My Tumor Is Prettier Than Yours

For a while a had a big bump sticking out of the side of my thigh. I ignored it for a good month or more until finally realizing it wasn’t going away. Got an MRI, bla bla bla. My doctor called on my birthday last Friday to tell me it was in fact a tumor. Who gets a tumor in their leg? It appears, I do. Happy frickin’ birthday to me!

After crying about it and freaking out, I decided to have a sense of humor, since my doctors at Cleveland Clinic seem very puzzled by the nature of this thing inside me that is about the size of a worn down bar of Dove soap. So, I decided either I could charge people a $1.00 to poke my tumor as a circus side show act (suggested by my friend and a good way to pay medical bills), or, have a “Bedazzle and Decorate Arabella’s Tumor” happy hour fun-time party. I went with the bedazzling.

Yesterday I had my biopsy done so the bandage actually worked to our advantage as far as gluing things on my leg. First we looked at the beast on the MRI scans, which when I saw it, it totally looked like Gloop and Gleep from the cartoon The Herculoids

Except mine is a perfect oval, like, crazy perfect in shape. Also, my ass and thighs look really hot in MRI pictures, so I guess doing those lunges are paying off. So then I got taken to a room where they had me lounge like the dying buddha…

and proceeded to make with the biopsy after feeling me up a lot, and squeezing, and poking, and prodding my tumor. I thought it was a quick needle and then I’d be on my merry way, but hurts a lot more than you expect it would, so take the option where you get put to sleep! I feel awful for women who need it done for breast lumps! It is like a body builder took his thumb and pushed all of his weight onto you — the pressure it the worst. Anyways, after my doctors deduced rightly that I’m a bit weird after telling them what I had planned later in the evening, I was off to get drunk on some Wild Turkey and beers.

My friend Elle got started. She had some devious plans for this thing. She is a make-up artiste after all!

Mallorie brought not only Alice in Wonderland stickers, but an actual sign from the Progressive Art Collection (because it appears their employees like to touch art they shouldn’t be touching!)

Now we’re getting somewhere. Shannon had other ideas, like getting a third eye…

Pretty tumor and biopsy bandage!

Just keep the tacky glue away from the tacos when they arrive. I wonder if this could serve as inspiration for a challenge on the show “Work Of Art”, hmm?

Later we went to a new Gastro Pub, or whatever, and they had bubbles on the bar! So Gina blew some bubbles to add to the ambiance of pretty-princess-sparkle-tumor-land.

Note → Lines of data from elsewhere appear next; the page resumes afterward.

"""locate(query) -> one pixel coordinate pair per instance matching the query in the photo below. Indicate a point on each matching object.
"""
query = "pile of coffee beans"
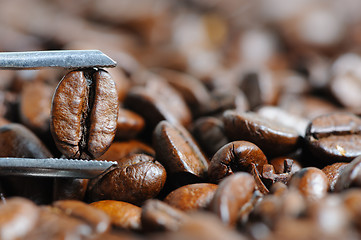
(228, 119)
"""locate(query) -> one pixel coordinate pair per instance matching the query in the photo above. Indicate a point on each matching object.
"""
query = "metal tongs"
(54, 167)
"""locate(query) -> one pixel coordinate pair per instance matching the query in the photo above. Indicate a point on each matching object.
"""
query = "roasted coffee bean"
(192, 197)
(271, 137)
(122, 214)
(179, 153)
(192, 90)
(84, 113)
(209, 133)
(202, 226)
(119, 150)
(306, 106)
(349, 176)
(35, 106)
(69, 189)
(18, 141)
(284, 118)
(159, 216)
(285, 165)
(55, 224)
(97, 219)
(129, 124)
(260, 88)
(351, 199)
(157, 101)
(235, 157)
(135, 179)
(334, 138)
(333, 172)
(17, 218)
(232, 193)
(311, 182)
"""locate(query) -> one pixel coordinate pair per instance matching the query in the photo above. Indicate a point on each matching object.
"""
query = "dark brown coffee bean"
(235, 157)
(333, 172)
(159, 216)
(135, 179)
(84, 113)
(349, 176)
(17, 141)
(334, 137)
(129, 124)
(351, 199)
(122, 214)
(157, 101)
(311, 182)
(282, 117)
(260, 88)
(35, 106)
(69, 189)
(272, 138)
(306, 106)
(209, 133)
(192, 90)
(285, 165)
(203, 225)
(192, 197)
(97, 219)
(233, 192)
(17, 218)
(55, 224)
(119, 150)
(178, 152)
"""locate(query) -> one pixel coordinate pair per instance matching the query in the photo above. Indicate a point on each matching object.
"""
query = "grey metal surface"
(61, 59)
(53, 167)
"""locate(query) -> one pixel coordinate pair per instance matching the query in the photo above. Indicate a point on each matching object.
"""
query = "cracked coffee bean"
(84, 113)
(334, 138)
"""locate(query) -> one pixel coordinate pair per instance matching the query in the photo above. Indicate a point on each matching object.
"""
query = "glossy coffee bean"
(18, 141)
(129, 124)
(178, 152)
(191, 197)
(97, 219)
(334, 137)
(311, 182)
(84, 113)
(232, 193)
(159, 216)
(157, 101)
(333, 172)
(209, 133)
(285, 164)
(18, 217)
(191, 89)
(307, 106)
(260, 88)
(235, 157)
(119, 150)
(69, 189)
(122, 214)
(284, 118)
(35, 106)
(53, 223)
(271, 137)
(135, 179)
(350, 176)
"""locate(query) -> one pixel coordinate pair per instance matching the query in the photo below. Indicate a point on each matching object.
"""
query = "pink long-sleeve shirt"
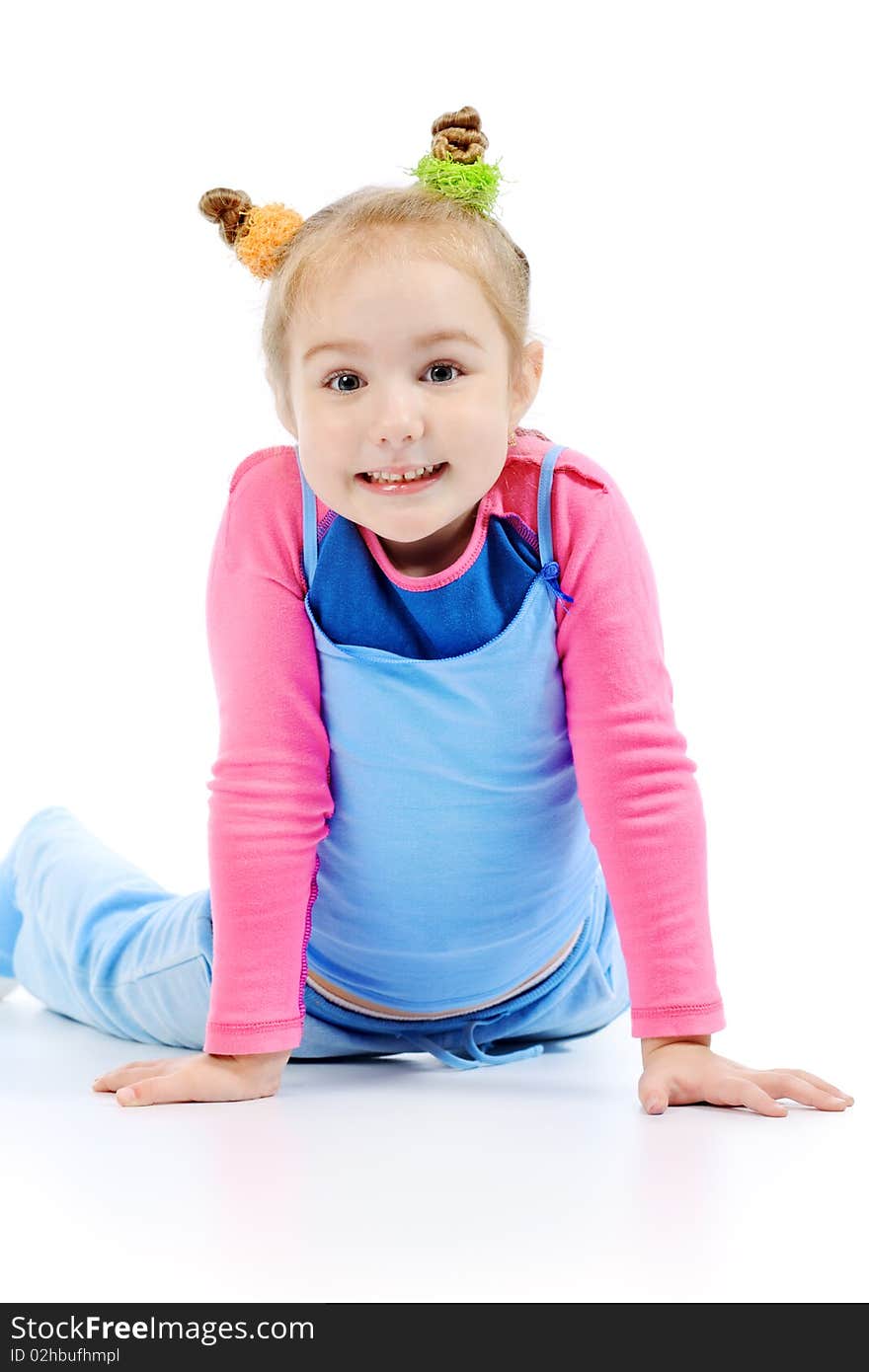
(271, 801)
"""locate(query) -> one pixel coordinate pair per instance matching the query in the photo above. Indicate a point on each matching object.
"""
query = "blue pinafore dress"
(457, 859)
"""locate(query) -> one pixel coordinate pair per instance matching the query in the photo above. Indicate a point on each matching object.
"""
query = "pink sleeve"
(270, 791)
(634, 777)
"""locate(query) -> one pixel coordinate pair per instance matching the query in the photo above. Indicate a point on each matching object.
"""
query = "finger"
(742, 1091)
(817, 1082)
(157, 1091)
(794, 1086)
(654, 1091)
(129, 1072)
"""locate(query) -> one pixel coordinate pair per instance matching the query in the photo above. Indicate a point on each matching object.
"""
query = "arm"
(270, 789)
(634, 777)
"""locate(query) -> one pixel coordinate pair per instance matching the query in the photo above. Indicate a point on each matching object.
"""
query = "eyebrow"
(439, 337)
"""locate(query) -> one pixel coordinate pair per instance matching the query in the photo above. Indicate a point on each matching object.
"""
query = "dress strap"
(309, 524)
(544, 521)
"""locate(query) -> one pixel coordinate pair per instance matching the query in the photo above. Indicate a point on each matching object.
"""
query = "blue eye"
(344, 372)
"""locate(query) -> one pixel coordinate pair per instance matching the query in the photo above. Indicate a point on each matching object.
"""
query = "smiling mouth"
(401, 481)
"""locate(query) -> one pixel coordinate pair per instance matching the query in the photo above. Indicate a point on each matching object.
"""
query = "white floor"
(407, 1181)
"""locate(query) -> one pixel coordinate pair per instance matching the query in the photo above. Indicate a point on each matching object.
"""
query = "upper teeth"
(405, 477)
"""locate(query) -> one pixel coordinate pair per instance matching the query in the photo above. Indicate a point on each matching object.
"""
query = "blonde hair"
(421, 220)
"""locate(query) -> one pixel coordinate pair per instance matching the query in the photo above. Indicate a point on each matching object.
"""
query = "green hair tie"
(454, 165)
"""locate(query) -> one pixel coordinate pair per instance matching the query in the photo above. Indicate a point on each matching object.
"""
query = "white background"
(689, 184)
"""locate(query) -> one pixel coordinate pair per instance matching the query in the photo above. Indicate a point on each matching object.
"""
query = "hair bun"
(228, 208)
(259, 233)
(459, 136)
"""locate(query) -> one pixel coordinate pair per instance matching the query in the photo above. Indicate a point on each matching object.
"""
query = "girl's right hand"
(203, 1077)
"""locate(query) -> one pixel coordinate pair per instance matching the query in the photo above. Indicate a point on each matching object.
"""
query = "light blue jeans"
(101, 942)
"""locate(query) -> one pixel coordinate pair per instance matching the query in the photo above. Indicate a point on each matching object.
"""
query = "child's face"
(384, 401)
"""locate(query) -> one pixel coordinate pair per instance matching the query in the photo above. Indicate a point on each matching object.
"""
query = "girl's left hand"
(689, 1073)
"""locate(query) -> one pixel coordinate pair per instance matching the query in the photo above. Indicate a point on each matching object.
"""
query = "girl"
(450, 809)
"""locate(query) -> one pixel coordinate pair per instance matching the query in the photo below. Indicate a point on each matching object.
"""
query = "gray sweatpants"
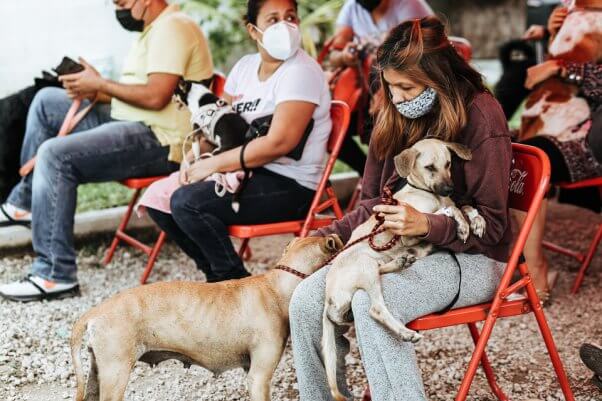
(428, 286)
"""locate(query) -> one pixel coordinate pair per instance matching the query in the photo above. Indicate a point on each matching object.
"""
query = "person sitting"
(280, 80)
(362, 23)
(415, 61)
(138, 135)
(572, 158)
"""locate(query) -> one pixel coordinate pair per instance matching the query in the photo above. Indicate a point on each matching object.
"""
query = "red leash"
(387, 199)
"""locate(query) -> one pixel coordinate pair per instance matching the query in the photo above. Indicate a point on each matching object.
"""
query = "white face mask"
(281, 40)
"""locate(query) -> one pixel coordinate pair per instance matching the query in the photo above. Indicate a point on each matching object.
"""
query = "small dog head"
(428, 164)
(308, 254)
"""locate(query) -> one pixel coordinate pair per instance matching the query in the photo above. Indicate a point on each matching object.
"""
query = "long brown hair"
(421, 50)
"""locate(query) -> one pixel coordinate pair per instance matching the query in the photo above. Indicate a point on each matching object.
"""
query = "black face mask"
(128, 22)
(369, 5)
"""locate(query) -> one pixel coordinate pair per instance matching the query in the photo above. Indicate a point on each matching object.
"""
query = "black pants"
(594, 137)
(588, 198)
(200, 219)
(13, 117)
(351, 153)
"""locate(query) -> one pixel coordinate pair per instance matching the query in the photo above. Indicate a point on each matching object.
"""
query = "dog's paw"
(477, 222)
(477, 226)
(408, 335)
(406, 260)
(463, 230)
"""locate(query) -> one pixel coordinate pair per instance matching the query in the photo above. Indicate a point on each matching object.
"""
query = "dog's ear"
(334, 243)
(404, 162)
(460, 150)
(288, 246)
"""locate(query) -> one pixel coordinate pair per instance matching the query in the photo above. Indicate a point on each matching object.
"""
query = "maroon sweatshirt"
(481, 182)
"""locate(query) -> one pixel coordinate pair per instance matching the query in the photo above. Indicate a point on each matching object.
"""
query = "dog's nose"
(446, 190)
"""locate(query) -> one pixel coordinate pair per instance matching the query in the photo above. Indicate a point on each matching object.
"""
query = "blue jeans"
(99, 149)
(200, 219)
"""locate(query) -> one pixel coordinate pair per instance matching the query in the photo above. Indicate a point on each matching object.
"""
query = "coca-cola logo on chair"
(517, 181)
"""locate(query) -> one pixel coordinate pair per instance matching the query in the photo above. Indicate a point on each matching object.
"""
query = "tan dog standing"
(219, 326)
(426, 165)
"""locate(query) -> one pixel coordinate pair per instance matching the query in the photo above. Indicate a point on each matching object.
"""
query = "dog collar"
(292, 271)
(420, 189)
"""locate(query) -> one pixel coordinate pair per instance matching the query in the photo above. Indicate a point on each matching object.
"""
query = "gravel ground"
(35, 362)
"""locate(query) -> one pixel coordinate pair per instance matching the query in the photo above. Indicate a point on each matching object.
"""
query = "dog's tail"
(329, 355)
(77, 335)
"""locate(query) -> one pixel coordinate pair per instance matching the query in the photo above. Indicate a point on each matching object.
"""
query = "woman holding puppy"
(280, 80)
(428, 90)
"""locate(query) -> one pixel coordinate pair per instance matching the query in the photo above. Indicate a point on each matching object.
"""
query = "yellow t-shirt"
(173, 43)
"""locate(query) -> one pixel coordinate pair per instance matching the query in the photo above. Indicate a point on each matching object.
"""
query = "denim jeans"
(200, 219)
(99, 149)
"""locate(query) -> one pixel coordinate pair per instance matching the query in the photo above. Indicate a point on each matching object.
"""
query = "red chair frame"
(139, 184)
(529, 183)
(584, 258)
(324, 199)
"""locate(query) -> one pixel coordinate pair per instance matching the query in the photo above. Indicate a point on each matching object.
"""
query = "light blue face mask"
(419, 106)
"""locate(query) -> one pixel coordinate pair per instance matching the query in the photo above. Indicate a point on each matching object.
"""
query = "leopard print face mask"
(419, 106)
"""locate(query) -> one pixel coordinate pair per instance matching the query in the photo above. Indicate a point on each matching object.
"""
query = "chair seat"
(469, 314)
(592, 182)
(139, 183)
(261, 230)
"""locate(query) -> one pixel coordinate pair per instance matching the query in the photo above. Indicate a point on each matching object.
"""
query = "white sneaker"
(12, 215)
(34, 288)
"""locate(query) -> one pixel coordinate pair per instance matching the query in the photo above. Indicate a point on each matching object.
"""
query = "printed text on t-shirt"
(247, 107)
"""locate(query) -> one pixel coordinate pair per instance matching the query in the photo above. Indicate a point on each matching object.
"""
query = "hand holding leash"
(403, 220)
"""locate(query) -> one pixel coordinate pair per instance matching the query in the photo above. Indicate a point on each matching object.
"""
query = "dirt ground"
(35, 364)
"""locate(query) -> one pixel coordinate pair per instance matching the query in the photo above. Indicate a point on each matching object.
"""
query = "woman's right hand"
(535, 32)
(556, 19)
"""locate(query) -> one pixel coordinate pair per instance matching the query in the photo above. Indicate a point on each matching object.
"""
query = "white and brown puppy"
(426, 166)
(219, 326)
(216, 121)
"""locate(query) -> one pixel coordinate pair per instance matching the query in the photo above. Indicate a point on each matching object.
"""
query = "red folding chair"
(139, 184)
(584, 259)
(324, 199)
(529, 183)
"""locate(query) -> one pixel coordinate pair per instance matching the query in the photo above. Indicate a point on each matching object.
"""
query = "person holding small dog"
(281, 80)
(428, 90)
(138, 135)
(362, 24)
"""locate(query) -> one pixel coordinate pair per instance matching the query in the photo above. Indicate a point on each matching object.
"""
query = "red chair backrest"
(346, 88)
(529, 177)
(218, 84)
(529, 180)
(462, 46)
(339, 114)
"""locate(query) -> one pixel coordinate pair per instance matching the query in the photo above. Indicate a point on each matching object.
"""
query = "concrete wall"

It also appears that my husband took me to The Beer Engine for a late night hot dog and beer. I actually had no recollection of this even happening until I saw the photo this morning (hey it’s ‘Beer Bob’ in the background!). Wild Turkey will do that to you I guess, as it also appears I kept sticking this thing in people’s faces, and asked if they wanted to add to it — they probably looked at me like what Ben is doing in this photo.

And that, was the “happy frickin’ birthday” re-do evening. The rhinestones and stickers are still in tact, I may keep the bandage for a while just to look cute.

7 thoughts on “My Tumor Is Prettier Than Yours”

  1. We have a ginormous grill, we could have a hot dog grillfest over here if’n you want… I can make fancy hot dog crap just as well as restaurants in Gordon Sq…

  2. Beer Bob, is…well, Beer Bob. Knows lots about beer and brewing and stuff. Shannon knows Beer Bob I think, right?

    I like hot dogs. Hot Dog Fun-Time Cookout should be had.

  3. I should also note for people who have told me I look like I’m taking my illness really well in these pictures: This blog post was written BEFORE doctors told me it was cancer, and were 99% sure it was benign. Although we did have a “F%!* Cancer” party later.